Shares in the healthcare sector have been a favourite amongst investors during the coronavirus pandemic. Here are 3 ASX healthcare shares that have shown resilience during the pandemic and are trading at all-time highs.
Ansell Limited (ASX: ANN)
Ansell is a global leader in developing, manufacturing and distributing health and safety protection solutions. In mid-March, I wrote an article about Ansell and the potential surge in demand for safety and protective equipment. I wish I acted on this hunch as the Ansell share price has surged 86% from its lows in March. The company is currently trading at all-time highs.
With people becoming more aware of safety and hygiene protocols due to COVID, Ansell is well poised to benefit. In late March, Ansell reaffirmed its FY20 guidance for earnings per share, citing strong demand for its hand and body protection products. Ansell also assured investors that its balance sheet remains in a strong position and the company is working to maximise its product output.
ResMed Inc (ASX: RMD)
ResMed is another healthcare share that has surged to all-time highs. The company is a global manufacturer of medical devices and treatments focused on the management of respiratory and sleep disorders. The coronavirus pandemic has seen a surge in demand for the company's invasive and non-invasive ventilators.

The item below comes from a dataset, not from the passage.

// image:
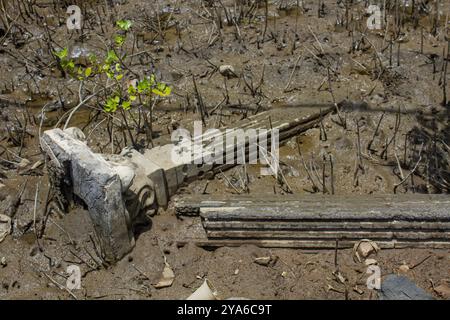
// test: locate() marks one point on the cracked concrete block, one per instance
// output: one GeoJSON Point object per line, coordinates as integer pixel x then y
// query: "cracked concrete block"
{"type": "Point", "coordinates": [98, 184]}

In Q3, ResMed tripled its ventilator production to produce more than 52,000 units for an urgent Australian Government contract. The ResMed share price has the potential to see further upside in the short term as fears of a second wave of coronavirus infections grow.

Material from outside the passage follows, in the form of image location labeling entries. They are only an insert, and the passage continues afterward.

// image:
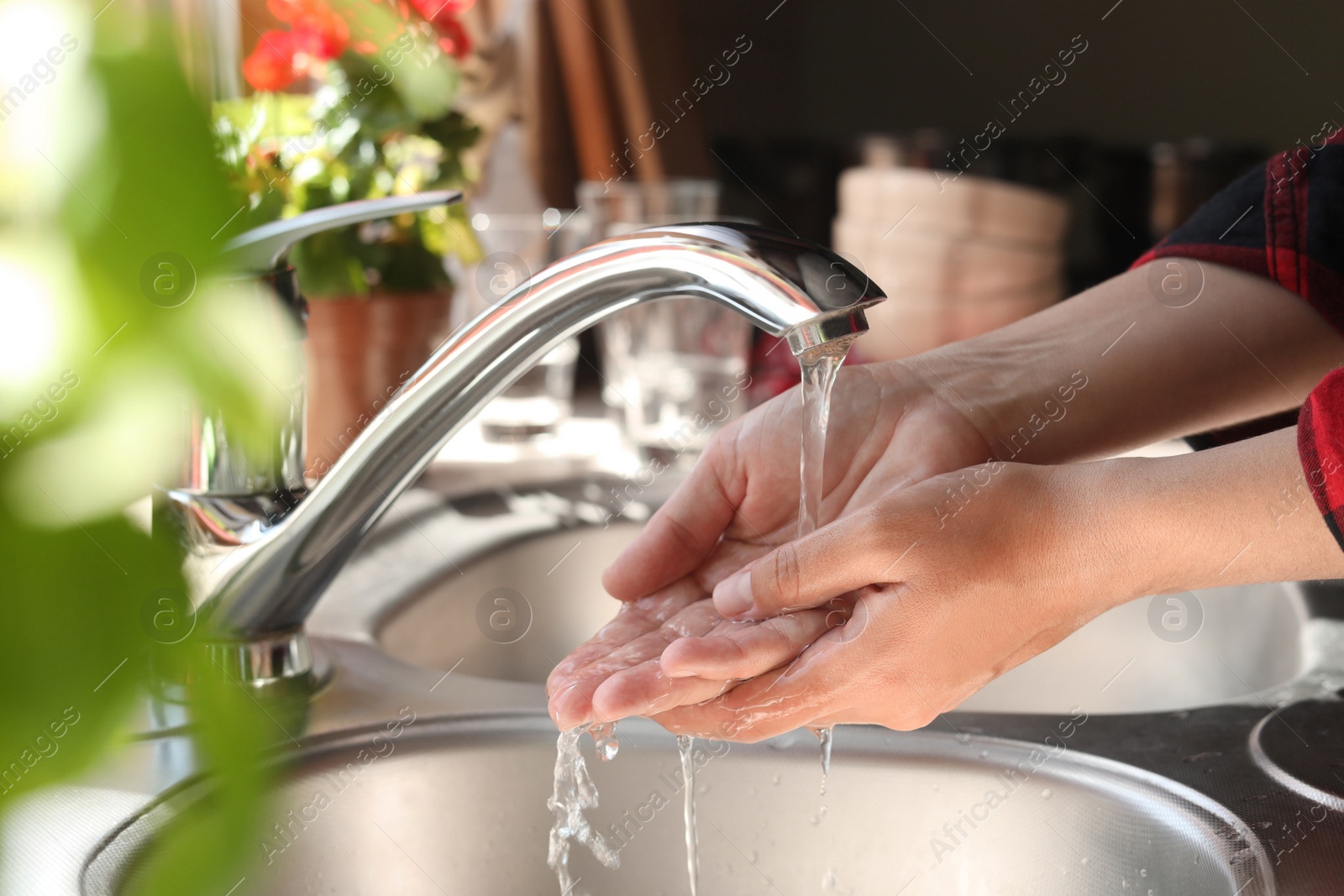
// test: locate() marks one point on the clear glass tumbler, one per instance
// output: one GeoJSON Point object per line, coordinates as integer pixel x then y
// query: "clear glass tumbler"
{"type": "Point", "coordinates": [675, 369]}
{"type": "Point", "coordinates": [517, 248]}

Fisher and Paykel Healthcare Corp Ltd (ASX: FPH)
Fisher and Paykel have been one of the best performers on the S&P/ASX 200 (INDEXASX: XJO) for FY20. The company specialises in manufacturing and the distribution of products used in respiratory care. Fisher and Paykel recently published its full-year report for FY20 which saw Fisher and Paykel record an 18% increase in operating revenue of NZ$1.26 billion for the year.

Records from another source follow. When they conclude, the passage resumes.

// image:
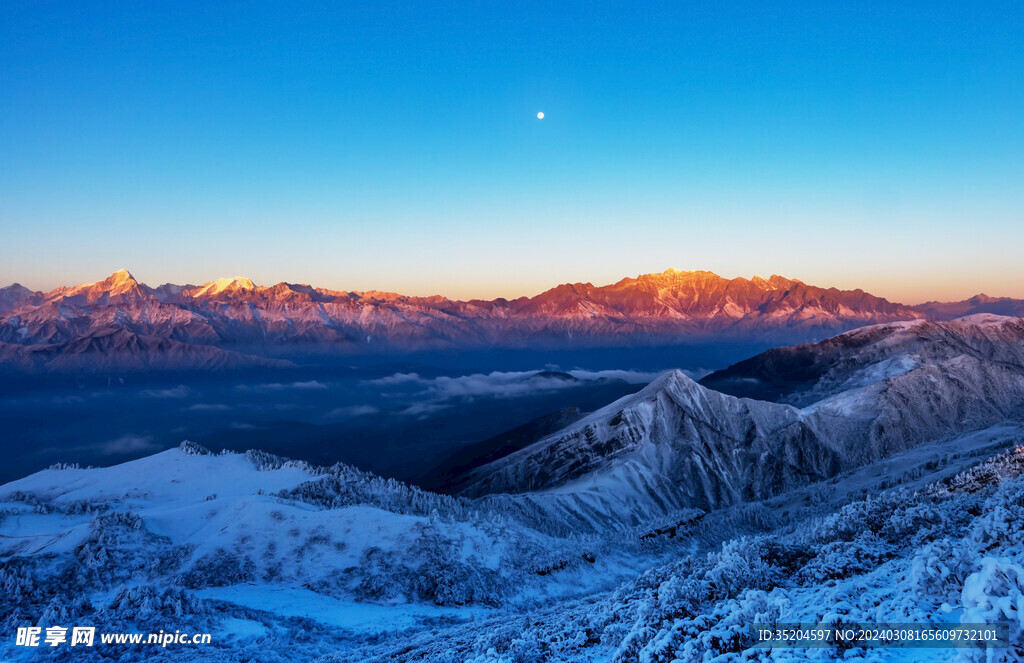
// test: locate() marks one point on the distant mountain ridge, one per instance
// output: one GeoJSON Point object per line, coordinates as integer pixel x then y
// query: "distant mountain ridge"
{"type": "Point", "coordinates": [839, 404]}
{"type": "Point", "coordinates": [233, 322]}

The company attributed the boost in revenue to an increase in demand for its Optiflow nasal high-flow therapy. Fisher and Paykel noted strong hardware sales and demand from hospitals for products used to treat COVID-19.
This demand has also been reflected in the company's share price which is trading near all-time highs. With fears of a second wave of coronavirus infections emerging, the Fisher and Paykel share price could see further upside as demand for ventilation treatments and respiratory humidifiers increase.
Should you buy?
ASX healthcare shares are usually a more defensive option during tough economic times as individuals still need medical care. The coronavirus pandemic will likely add to the essential services of healthcare as many individuals may pay more attention to their health.
In my opinion, investors should compile a watchlist of healthcare shares that could blossom in 2020 and beyond, in particular, I would focus on health companies that have exposure to vaccines or auxiliary treatments for COVID-19.